Despite having many features, our main concern is the Address Converter located in the middle left panel. Just open it and you will find the executable file in the form of corresponding binary code. It is one of the sophisticated and complex tasks to directly manipulate or modify the binary instruction. Because we don't have any something about which instruction is responsible for which binary hex value.

That is why we disassembled that executable file into IL code earlier in order to find the RVA value and binary code sequences. The IL code file has each instruction with its exact line number that points out the real source code line number and sequence of bytes. Basically the RVA represents the method (TrialExpiredCheck) segment address that includes all the security constraint logic. This instruction indicates that this method body starts from the address 0x2134 in the hex raw bytes.

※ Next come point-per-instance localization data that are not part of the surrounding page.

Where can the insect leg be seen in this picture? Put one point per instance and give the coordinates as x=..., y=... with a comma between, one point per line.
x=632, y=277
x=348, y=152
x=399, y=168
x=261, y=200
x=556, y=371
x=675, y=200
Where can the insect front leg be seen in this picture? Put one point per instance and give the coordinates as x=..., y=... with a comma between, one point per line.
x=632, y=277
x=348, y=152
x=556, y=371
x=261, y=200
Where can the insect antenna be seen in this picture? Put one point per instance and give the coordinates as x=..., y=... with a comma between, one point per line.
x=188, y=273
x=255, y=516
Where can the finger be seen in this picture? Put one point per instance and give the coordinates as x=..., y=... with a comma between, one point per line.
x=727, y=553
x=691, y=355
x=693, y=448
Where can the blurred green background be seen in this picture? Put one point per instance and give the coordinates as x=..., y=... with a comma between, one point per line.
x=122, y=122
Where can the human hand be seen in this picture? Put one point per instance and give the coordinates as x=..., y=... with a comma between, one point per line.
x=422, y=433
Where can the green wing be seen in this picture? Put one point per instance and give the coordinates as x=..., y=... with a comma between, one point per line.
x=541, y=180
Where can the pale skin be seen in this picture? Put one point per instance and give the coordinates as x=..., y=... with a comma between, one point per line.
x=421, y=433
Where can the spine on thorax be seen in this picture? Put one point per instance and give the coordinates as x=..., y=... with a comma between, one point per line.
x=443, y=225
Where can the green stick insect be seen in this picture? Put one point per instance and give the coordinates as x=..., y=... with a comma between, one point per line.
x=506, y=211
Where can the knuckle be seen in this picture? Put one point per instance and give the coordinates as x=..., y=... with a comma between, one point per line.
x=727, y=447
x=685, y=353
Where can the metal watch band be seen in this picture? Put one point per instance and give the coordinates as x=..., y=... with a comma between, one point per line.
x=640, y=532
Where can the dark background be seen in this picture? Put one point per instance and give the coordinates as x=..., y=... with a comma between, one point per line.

// Method begins at RVA 0x2134

We exactly need to perform two tasks to bypass such trial version expiration restrictions as in the following:

  1. Stop or divert the call of the Application.Exit() method in the account of carting on the execution.
  2. Remove the trial version expired alert message box.

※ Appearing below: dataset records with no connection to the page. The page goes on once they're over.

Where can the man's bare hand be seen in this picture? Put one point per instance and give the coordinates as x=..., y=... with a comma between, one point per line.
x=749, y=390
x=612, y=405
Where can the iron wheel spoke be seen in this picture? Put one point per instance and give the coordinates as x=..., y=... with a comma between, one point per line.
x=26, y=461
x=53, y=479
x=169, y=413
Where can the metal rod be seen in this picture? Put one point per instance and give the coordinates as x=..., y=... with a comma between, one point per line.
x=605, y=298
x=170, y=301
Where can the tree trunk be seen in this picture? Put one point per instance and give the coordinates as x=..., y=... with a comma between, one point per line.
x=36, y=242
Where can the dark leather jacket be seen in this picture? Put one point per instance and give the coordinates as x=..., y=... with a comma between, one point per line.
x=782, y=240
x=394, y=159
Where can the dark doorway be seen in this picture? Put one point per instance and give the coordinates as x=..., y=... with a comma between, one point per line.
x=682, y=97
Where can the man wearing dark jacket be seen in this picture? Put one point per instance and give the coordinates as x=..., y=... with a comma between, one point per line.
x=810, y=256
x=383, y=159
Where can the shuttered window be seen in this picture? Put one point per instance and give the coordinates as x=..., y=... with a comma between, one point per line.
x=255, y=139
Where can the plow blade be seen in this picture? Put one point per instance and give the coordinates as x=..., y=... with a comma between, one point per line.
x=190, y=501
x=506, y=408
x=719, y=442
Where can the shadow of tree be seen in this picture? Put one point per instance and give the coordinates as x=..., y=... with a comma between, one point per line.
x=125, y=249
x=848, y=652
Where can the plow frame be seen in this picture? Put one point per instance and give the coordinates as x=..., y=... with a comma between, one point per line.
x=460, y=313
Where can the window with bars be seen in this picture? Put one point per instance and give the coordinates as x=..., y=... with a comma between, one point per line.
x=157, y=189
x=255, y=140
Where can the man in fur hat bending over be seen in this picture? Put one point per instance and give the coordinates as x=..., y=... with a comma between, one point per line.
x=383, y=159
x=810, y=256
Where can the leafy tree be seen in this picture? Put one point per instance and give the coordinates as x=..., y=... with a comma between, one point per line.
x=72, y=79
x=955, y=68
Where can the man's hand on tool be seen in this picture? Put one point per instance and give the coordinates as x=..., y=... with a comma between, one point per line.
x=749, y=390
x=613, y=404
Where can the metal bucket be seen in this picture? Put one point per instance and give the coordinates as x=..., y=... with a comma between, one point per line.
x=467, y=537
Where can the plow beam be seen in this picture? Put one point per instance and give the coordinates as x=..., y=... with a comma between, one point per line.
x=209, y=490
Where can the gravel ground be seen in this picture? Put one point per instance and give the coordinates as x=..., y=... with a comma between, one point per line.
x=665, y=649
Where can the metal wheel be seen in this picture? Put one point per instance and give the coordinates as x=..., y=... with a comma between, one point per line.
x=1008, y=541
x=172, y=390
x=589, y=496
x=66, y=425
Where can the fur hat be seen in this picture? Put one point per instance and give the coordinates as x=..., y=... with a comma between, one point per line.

So, by using this value 0x2134, we can directly jump in the security constraint logic code as in the following:

address convert

Divert of Remove the Call of Application.Exit() method

We must first identify the associated bytes in the hex code that are responsible for executing the Application.Exit() method. After carefully scrutinizing the IL code defined earlier, we can figure out the opcode IL_001f is the key code as in the following:

Divert of Remove the Call

In the Red color, the associated byte value is given; we must align them in proper sequence. This is normally done right to left as in the following:

28 21 00 00 0A 00 00 2A

You can also spot such byte sequence in the CFF hex code editor also as in the following:

status

So, if we change the bytes between 26 and 2A to a nop (00), then we can stop or remove the call of the Applicaton.Exit method. We have successfully removed the call to the Exit() method as in the following.

ApplicatonExit method

Remove the call of Alert message box

If we examine the IL code thoroughly, we can easily determine that there is a Boolean variable isTrialExpired configured to True by default and in the TrailExpiredcheck() method, its value is checked in a condition. Because the Boolean variable value is true, the if condition construct execution is always true and an alert message box will be flashed.

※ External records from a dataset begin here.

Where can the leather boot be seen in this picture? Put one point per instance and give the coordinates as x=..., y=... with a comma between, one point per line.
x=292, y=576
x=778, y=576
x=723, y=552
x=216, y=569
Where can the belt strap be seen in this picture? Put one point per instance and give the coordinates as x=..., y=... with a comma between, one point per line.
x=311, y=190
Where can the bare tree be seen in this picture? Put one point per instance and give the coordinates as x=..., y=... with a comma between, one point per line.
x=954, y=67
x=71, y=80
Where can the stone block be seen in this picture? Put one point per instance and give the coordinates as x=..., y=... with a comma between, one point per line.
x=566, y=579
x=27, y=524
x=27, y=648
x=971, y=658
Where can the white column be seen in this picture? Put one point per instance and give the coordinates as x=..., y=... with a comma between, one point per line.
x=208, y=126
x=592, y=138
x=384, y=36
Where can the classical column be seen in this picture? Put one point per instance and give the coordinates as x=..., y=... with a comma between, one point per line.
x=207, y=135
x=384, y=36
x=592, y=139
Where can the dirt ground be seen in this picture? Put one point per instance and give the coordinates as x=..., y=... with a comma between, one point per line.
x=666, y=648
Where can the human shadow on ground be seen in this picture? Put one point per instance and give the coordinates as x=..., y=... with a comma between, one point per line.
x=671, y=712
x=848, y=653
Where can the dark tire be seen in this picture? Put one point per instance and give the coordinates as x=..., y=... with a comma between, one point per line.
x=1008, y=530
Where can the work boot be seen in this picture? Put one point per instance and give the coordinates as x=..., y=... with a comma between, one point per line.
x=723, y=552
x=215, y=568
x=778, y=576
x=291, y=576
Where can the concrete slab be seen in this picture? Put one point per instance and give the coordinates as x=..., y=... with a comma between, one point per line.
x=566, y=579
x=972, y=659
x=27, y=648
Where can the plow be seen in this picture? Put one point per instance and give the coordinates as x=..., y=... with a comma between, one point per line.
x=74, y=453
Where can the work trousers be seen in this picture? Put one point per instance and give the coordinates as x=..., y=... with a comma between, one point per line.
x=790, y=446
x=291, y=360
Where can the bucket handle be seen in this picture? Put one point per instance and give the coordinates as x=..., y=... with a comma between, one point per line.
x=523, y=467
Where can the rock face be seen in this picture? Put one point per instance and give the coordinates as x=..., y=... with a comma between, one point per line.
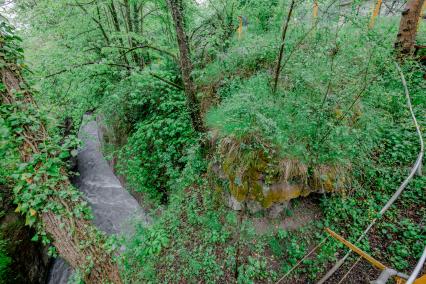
x=114, y=209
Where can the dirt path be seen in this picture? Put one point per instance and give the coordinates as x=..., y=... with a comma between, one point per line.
x=114, y=209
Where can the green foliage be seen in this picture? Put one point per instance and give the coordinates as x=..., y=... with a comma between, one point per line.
x=155, y=152
x=5, y=261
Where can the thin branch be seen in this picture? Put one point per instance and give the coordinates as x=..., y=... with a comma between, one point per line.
x=280, y=54
x=166, y=81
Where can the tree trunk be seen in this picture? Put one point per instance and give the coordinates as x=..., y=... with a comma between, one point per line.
x=76, y=240
x=176, y=10
x=280, y=53
x=406, y=36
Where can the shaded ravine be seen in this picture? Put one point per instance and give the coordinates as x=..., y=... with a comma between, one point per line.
x=114, y=209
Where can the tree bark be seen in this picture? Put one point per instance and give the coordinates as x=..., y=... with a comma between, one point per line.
x=280, y=54
x=76, y=240
x=117, y=28
x=406, y=36
x=176, y=10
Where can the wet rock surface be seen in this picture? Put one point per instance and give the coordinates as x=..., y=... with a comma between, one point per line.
x=114, y=209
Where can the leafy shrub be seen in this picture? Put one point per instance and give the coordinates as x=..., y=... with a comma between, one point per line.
x=155, y=152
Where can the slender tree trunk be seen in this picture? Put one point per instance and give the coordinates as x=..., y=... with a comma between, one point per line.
x=406, y=36
x=280, y=54
x=117, y=28
x=76, y=240
x=176, y=10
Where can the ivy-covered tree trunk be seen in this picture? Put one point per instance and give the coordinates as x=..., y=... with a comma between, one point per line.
x=43, y=191
x=176, y=9
x=406, y=36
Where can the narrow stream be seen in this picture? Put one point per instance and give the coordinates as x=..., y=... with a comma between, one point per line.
x=114, y=209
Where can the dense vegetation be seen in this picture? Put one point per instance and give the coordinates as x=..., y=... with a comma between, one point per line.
x=337, y=129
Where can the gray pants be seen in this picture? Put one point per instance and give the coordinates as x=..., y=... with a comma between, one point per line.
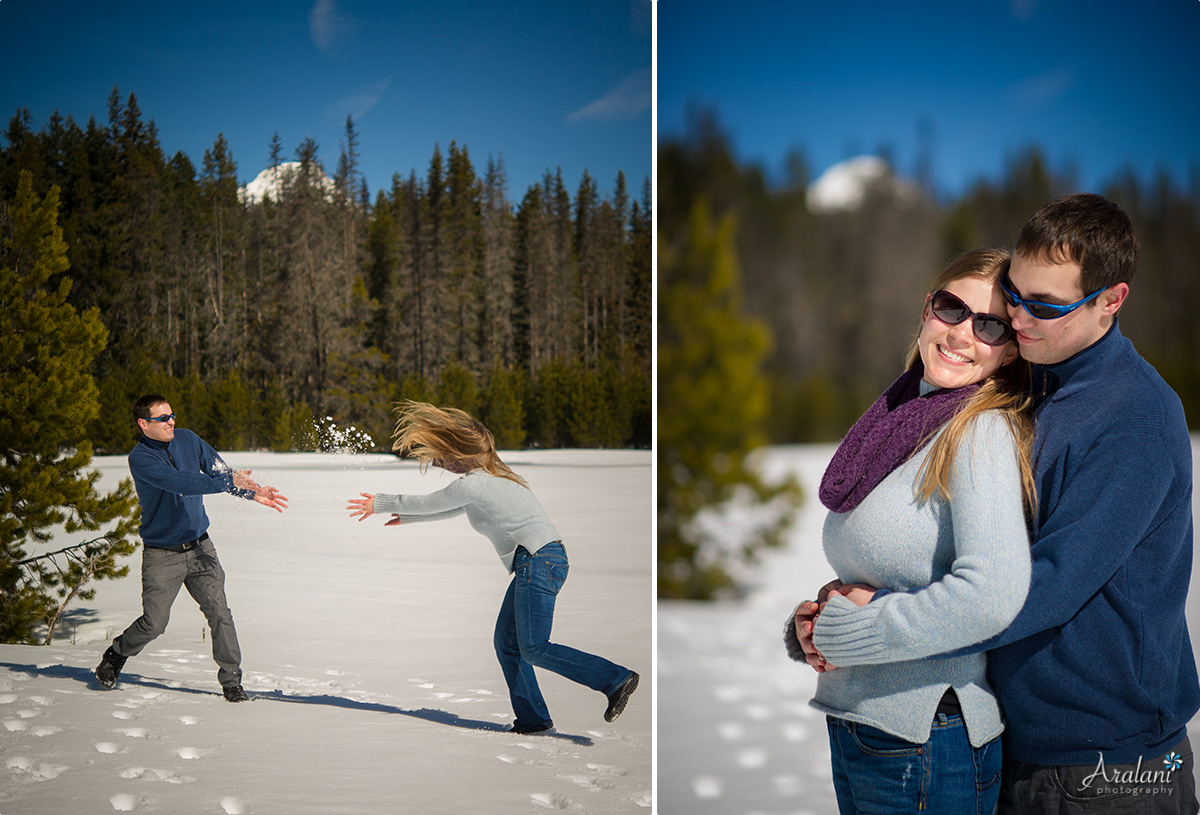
x=199, y=570
x=1162, y=785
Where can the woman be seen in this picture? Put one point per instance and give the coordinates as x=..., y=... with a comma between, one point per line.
x=499, y=504
x=929, y=493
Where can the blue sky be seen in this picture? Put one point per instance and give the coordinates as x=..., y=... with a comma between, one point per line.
x=540, y=83
x=1101, y=85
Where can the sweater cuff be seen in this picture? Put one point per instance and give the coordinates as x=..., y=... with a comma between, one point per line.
x=387, y=504
x=226, y=479
x=847, y=634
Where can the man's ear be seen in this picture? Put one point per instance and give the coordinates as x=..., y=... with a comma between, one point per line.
x=1114, y=298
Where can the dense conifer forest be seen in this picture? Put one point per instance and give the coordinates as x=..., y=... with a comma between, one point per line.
x=265, y=321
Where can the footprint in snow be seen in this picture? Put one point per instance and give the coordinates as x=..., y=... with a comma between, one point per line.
x=167, y=775
x=125, y=802
x=591, y=781
x=191, y=753
x=550, y=801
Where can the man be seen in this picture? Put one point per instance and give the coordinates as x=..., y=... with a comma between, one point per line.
x=173, y=469
x=1096, y=676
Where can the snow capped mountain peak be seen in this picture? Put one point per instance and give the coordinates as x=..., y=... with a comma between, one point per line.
x=270, y=183
x=844, y=186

IL_0002: /* 7B (04)000004 */ ldfld bool Fahrenheit.Conversion::isTrailExpired
IL_0007: /* 16 */ ldc.i4.0
IL_0008: /* FE01 */ ceq
IL_000a: /* 0A */ stloc.0
IL_000b: /* 06 */ ldloc.0
IL_000c: /* 2D 18 */ brtrue.s IL_0026

The real byte sequence would be as in the following:

offset

So, this is the hack, if we remove this if condition checking by replacing the IL_00c instruction value 2D to 2C then the if construct is never executed and no alert message box is shown.

Finally, save the modification that you have done in the binary code file because it is also provides the functionality of rebuilding the executable file. Now test the executable, there is no message box shown and the executable file is successfully loading.

Bingo! We have successfully removed all the security restrictions as in the following.

fahrenheit
Summary

This article taught us how to edit or patch binary code instructions without having the actual source code. We employed a third-party tool CFF Explorer that supports the .NET binary file modification unlike the other hex editors. We have also learned one of the advanced dumping tactics of IL code in order to obtain the real line number and actual corresponding byte sequences. After getting an understanding of how this works, we can easily reverse engineer the .NET binary code as per our requirements.

Disclaimer: I Ajay Kumar do not intend to teach any offensive tactics or don't support any black hat kind of activities. This article motive is to provide white hat or defensive knowledge for study or for testing point purposes.